The outstanding Jewish writer Shmuel Yosef Agnon (1888 - 1970), who was born in Buchach (now Ternopil region), became the Nobel Prize winner in Literature in 1966.

 

 

 

 

Belarusian writer Svetlana Alexievich (born 1948) born in Stanislav (now Ivano-Frankivsk) received the Nobel Prize in Literature in 2015.

Our country has not yet gained recognition from a Nobel Committee, however many Nobel Prize winners began their scientific journey or worked for a while in the territory, which belongs to present-day Ukraine: Simon Smith Kuznets (in Economic Sciences, 1971), Igor Tamm (in Physics, 1958), Lev Landau (in Physics, 1962). The roots of some Nobel Prize winners, who were born in the other countries, are traced back to the Ukrainian lands, which have always been ethnically and culturally diverse: César Milstein (in Physiology or Medicine, 1984), Eric Kandel (in Physiology or Medicine, 2000), Ralph M. Steinman (in Physiology or Medicine, 2011), Herbert Charles Brown (in Chemistry, 1979), Dan Shechtman (in Chemistry, 2011), Murray Gell-Mann (in Physics, 1969), David Jonathan Gross (in Physics, 2004), Serge Haroche (in Physics, 2012), Boris Pasternak (in Literature, 1958). A bright constellation of thinkers received the highest international distinction as the citizens of the other countries.

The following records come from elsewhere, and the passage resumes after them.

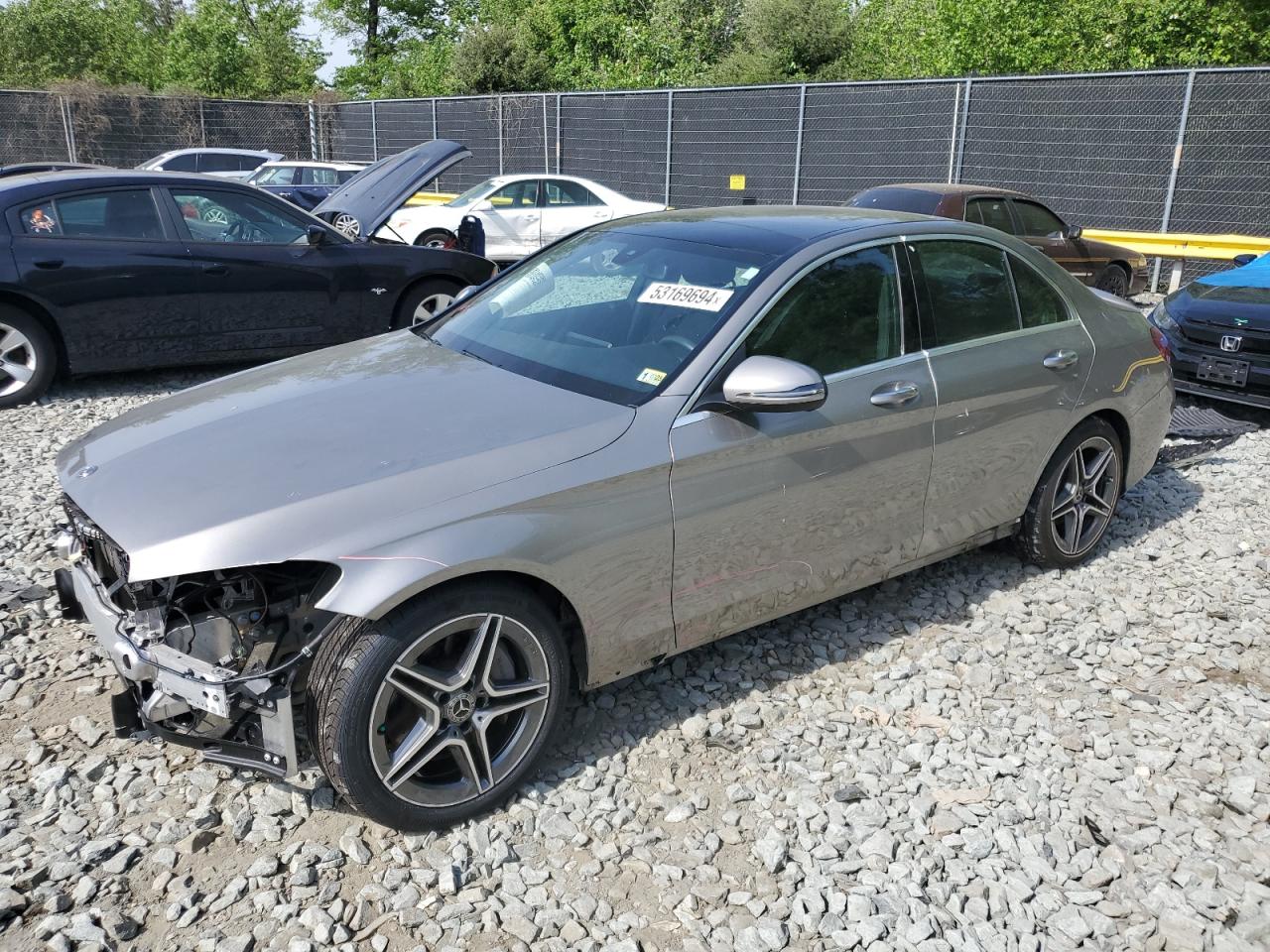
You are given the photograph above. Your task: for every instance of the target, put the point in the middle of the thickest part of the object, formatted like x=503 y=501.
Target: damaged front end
x=209 y=660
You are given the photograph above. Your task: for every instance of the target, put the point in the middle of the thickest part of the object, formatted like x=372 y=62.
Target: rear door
x=1010 y=361
x=776 y=511
x=264 y=290
x=117 y=277
x=570 y=207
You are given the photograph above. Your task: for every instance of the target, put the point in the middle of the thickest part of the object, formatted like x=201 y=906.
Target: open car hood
x=366 y=200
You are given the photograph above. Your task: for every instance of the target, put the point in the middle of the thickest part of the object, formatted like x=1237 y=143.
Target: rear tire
x=436 y=712
x=1114 y=280
x=425 y=301
x=28 y=357
x=1076 y=499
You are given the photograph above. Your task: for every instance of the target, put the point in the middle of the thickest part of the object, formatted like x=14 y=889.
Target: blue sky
x=336 y=49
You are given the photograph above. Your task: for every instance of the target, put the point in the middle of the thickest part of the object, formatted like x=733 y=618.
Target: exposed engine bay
x=211 y=660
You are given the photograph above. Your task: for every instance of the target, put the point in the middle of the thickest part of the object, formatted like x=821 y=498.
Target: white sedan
x=521 y=213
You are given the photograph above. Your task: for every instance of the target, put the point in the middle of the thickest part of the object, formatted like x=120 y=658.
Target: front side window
x=518 y=194
x=992 y=212
x=844 y=313
x=968 y=287
x=127 y=213
x=1038 y=302
x=1038 y=221
x=563 y=193
x=610 y=315
x=320 y=177
x=227 y=216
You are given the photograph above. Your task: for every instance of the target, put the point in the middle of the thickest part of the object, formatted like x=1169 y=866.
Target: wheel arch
x=557 y=601
x=41 y=313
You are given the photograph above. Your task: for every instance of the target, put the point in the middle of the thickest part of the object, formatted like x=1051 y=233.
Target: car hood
x=366 y=200
x=289 y=460
x=1223 y=304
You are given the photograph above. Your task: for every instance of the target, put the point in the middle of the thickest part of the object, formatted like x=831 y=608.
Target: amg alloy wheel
x=1072 y=507
x=27 y=357
x=1084 y=497
x=435 y=712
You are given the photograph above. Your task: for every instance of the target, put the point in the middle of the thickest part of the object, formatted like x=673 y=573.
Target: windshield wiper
x=477 y=357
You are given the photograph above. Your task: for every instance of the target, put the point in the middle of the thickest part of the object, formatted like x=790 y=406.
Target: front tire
x=436 y=712
x=28 y=357
x=425 y=301
x=1072 y=507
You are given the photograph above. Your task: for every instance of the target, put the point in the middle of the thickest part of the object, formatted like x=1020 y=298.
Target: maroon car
x=1096 y=263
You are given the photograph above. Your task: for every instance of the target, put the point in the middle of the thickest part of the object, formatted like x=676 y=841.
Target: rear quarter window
x=898 y=199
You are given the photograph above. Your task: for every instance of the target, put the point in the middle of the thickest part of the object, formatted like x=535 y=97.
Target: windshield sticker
x=698 y=298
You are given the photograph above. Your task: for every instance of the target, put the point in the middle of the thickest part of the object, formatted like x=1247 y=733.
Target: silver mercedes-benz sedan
x=395 y=555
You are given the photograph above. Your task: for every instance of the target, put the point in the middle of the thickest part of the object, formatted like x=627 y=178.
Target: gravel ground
x=975 y=757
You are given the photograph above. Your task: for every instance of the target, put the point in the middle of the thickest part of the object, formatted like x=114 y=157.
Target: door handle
x=896 y=394
x=1061 y=359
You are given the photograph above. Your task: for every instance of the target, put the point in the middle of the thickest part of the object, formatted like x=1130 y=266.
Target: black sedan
x=116 y=271
x=1218 y=334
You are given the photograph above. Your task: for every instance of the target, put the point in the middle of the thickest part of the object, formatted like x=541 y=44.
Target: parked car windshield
x=470 y=194
x=611 y=315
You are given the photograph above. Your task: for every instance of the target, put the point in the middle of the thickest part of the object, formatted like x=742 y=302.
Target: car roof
x=769 y=229
x=51 y=182
x=948 y=188
x=310 y=164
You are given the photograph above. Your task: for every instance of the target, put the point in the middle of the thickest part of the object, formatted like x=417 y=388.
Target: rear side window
x=968 y=286
x=843 y=315
x=182 y=163
x=128 y=213
x=1038 y=221
x=992 y=212
x=1038 y=302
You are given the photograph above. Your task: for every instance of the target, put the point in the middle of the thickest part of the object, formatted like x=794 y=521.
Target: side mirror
x=774 y=385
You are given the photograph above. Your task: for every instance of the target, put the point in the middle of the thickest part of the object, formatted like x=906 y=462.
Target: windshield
x=470 y=194
x=611 y=315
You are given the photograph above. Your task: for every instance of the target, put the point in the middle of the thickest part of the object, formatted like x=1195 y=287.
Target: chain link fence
x=1173 y=150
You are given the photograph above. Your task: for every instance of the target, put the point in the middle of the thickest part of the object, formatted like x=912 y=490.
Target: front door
x=512 y=221
x=118 y=280
x=570 y=207
x=778 y=511
x=1010 y=359
x=266 y=291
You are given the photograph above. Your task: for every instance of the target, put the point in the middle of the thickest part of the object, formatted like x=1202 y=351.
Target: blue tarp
x=1254 y=275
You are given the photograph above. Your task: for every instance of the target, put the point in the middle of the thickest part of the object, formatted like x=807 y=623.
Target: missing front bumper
x=162 y=683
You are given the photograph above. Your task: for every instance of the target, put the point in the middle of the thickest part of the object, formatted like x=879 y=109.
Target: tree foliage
x=429 y=48
x=214 y=48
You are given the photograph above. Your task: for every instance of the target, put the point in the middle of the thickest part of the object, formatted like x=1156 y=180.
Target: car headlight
x=1164 y=320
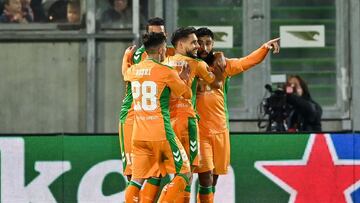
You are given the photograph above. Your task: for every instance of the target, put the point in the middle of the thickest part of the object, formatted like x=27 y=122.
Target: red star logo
x=320 y=177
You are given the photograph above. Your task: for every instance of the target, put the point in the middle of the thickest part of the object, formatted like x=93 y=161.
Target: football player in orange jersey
x=131 y=57
x=155 y=148
x=126 y=113
x=182 y=111
x=212 y=109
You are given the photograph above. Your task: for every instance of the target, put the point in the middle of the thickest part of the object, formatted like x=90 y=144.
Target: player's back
x=150 y=83
x=198 y=68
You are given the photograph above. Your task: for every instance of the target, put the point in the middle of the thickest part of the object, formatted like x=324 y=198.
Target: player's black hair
x=152 y=40
x=181 y=33
x=203 y=31
x=155 y=21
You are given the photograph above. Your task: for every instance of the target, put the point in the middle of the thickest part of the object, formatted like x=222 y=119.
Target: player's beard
x=209 y=59
x=190 y=53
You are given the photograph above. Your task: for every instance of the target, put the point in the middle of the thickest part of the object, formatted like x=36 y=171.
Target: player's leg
x=186 y=129
x=150 y=190
x=205 y=169
x=143 y=164
x=174 y=151
x=133 y=189
x=125 y=133
x=221 y=155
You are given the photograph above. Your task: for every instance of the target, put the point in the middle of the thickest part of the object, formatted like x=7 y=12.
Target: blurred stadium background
x=58 y=78
x=61 y=92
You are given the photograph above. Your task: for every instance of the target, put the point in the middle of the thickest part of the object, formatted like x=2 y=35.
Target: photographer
x=306 y=113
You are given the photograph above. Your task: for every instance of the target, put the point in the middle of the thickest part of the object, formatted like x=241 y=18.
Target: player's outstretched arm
x=127 y=59
x=273 y=44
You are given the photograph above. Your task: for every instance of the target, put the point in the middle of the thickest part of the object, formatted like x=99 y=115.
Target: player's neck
x=154 y=57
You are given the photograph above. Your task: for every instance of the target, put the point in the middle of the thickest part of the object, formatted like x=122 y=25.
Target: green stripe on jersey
x=193 y=90
x=122 y=147
x=170 y=134
x=193 y=141
x=137 y=55
x=226 y=87
x=125 y=107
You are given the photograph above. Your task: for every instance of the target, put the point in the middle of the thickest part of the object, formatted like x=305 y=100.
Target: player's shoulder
x=199 y=62
x=138 y=55
x=170 y=50
x=161 y=65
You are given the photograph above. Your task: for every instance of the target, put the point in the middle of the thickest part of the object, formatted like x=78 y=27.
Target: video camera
x=276 y=108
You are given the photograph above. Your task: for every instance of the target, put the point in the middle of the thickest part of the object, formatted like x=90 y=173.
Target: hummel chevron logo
x=136 y=57
x=176 y=153
x=193 y=146
x=177 y=159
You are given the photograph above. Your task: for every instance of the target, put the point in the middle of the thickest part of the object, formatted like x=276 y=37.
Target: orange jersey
x=129 y=59
x=212 y=103
x=198 y=69
x=151 y=84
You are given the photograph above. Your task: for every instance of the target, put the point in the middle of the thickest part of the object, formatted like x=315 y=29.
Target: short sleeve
x=202 y=71
x=237 y=65
x=177 y=86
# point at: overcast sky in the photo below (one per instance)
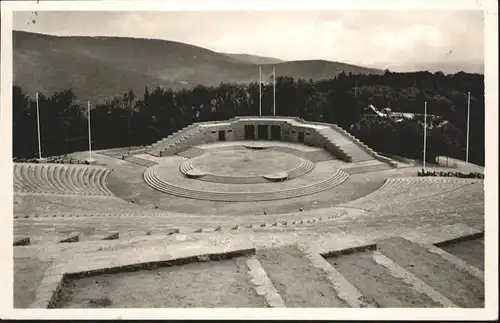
(381, 39)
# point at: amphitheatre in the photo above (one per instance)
(247, 212)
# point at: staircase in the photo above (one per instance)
(394, 273)
(158, 148)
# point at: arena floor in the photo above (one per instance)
(233, 203)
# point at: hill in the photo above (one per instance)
(104, 67)
(254, 59)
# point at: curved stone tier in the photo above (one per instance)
(300, 166)
(190, 171)
(60, 179)
(155, 182)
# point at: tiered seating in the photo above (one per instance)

Unfortunately, the lack of proper conditions for scientific research, poor science funding, beggarly salaries and pensions, the lack of interest in the new investigations and projects among Ukrainian authorities and Ukrainian society make Ukrainian scientists uncompetitive on the world “scientific market”, inhibit the rise of modern science in Ukraine, cause brain drain to the highly developed countries with better living and working conditions. Today, the development of Ukrainian science, which is inextricably linked to the economic, political, social, and cultural spheres of society, should become a priority for both our state and society. It is not a private matter, but one of the most urgent problems, which can only be addressed at the state level. And then the future Ukrainian Nobel Prize winners will contribute to the world scientific and art treasury and multiply the spiritual and cultural heritage of humankind.